Chances are you may have heard there’s a smartphone app named TikTok, but may not know what it is or does. But, if you’ve recently seen a young person dancing, miming or lip syncing on a smartphone, you likely have your answer.
“TikTok is one of the most popular apps on the face of the earth,” says WTOP tech guy Gregg Stebben.
“It’s just a place where millions of people have put billions of very short, very entertaining videos, between 15 seconds and a minute long.”
TikTok is social, a chance for users to create the content they share, as well as short videos uploaded by friends and strangers.

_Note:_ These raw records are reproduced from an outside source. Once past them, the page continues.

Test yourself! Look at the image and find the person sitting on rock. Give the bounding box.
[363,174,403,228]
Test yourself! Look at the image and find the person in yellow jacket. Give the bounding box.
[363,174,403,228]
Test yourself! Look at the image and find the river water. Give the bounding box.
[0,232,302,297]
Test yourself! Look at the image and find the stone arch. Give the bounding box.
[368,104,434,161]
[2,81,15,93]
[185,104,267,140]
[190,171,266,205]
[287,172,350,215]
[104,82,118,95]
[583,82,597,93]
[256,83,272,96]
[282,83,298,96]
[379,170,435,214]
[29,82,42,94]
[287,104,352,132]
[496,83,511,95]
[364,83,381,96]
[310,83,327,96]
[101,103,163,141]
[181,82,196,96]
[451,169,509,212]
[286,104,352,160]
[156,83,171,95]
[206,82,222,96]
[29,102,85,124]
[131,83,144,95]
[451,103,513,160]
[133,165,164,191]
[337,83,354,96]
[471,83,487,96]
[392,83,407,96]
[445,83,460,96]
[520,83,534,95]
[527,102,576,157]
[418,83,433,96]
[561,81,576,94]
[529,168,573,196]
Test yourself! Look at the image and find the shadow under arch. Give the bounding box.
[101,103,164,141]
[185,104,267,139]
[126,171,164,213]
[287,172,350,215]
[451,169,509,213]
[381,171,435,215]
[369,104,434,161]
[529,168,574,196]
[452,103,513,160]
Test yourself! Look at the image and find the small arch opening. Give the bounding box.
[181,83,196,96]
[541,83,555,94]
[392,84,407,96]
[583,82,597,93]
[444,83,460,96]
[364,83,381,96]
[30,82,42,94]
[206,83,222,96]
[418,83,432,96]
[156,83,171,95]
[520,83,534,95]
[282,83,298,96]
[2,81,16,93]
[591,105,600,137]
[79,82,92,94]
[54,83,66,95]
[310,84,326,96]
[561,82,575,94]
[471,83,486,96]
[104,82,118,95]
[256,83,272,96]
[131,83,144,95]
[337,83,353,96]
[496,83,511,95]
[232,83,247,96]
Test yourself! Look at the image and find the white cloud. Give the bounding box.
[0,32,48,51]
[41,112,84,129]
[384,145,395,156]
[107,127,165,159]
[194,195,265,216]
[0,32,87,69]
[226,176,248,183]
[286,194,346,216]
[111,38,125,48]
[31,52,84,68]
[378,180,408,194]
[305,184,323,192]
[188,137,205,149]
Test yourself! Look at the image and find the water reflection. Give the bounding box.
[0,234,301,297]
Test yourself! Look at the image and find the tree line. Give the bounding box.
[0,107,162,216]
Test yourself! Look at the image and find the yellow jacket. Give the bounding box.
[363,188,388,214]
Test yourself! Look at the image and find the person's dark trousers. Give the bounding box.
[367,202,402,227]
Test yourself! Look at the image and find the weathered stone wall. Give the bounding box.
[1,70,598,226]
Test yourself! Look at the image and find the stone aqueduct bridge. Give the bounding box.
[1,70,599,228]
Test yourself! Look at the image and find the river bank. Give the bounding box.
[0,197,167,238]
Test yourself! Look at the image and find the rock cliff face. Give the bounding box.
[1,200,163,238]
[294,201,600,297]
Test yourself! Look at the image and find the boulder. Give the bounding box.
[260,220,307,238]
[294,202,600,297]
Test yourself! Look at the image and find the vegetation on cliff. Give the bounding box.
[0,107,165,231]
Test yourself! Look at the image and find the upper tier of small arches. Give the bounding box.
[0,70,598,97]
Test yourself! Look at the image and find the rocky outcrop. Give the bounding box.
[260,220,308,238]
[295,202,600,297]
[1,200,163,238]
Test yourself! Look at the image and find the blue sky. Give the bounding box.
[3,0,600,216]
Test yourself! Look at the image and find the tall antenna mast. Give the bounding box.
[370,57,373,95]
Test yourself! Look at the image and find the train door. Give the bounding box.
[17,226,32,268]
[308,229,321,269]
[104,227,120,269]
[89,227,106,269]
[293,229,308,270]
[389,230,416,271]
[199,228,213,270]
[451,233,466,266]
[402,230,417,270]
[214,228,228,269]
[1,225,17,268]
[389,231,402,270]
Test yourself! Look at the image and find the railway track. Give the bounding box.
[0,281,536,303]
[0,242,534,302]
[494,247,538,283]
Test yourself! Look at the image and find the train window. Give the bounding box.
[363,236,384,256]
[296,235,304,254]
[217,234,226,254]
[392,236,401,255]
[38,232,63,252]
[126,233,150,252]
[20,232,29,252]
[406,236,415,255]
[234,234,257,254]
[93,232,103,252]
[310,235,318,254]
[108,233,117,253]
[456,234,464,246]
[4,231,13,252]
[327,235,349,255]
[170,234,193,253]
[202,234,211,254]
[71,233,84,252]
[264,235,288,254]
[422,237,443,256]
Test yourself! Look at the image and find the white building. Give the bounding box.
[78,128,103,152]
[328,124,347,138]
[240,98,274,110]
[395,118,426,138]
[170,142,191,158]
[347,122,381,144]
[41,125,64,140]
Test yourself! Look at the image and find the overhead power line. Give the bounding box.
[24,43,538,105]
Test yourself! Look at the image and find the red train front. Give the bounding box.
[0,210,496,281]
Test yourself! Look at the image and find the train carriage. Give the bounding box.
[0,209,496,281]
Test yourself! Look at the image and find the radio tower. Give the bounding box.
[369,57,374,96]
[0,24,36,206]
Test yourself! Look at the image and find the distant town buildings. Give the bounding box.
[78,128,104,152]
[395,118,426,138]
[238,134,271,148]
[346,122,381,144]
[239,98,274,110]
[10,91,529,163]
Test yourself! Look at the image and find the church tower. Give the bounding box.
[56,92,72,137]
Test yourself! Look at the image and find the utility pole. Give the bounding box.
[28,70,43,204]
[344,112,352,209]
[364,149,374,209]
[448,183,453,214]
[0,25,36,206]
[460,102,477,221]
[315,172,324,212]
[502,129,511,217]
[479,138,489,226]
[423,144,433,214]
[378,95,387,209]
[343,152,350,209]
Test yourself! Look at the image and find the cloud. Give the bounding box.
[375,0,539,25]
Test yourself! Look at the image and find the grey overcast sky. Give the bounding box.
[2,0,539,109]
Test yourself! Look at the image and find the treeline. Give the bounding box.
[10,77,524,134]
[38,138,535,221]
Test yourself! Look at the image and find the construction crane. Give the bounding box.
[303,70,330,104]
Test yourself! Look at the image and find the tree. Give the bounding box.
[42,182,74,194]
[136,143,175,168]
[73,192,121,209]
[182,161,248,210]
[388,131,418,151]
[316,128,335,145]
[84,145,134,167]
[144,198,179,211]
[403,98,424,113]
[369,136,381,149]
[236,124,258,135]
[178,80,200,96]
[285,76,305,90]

“You might see some dancing. You might see some singing. You might see some karaoke. You might see some lip syncing, a joke, some storytelling — often in cars — practical jokes, memes, and I should warn you, sometimes some very strong language,” said Stebben.
As with many apps that quickly become popular, young people are providing the impetus. Tik Tok users are supposed to be 13, but the person with the phone is responsible for entering their age.
“It’s really good, wholesome fun. The only thing missing is Bob Saget, host of America’s Funniest Home Videos, because in a way, it’s very much in that spirit,” said Stebben.
With vertical videos, the ability to choose music, funny filters, and other creation tools, TikTok skews young — for now.
“The age gap will decrease. As people outside of teens and millennials become exposed and begin watching for themselves, of course the teens and millennials will leave and go somewhere else,” Stebben said.
Users don’t have to create an account to watch videos on phones, tablets or computers, but they do need to create an account to comment or post videos.
Eventually, like Snapchat, Stebben expects there will be advertising potential for brands looking to engage with a younger, mobile audience.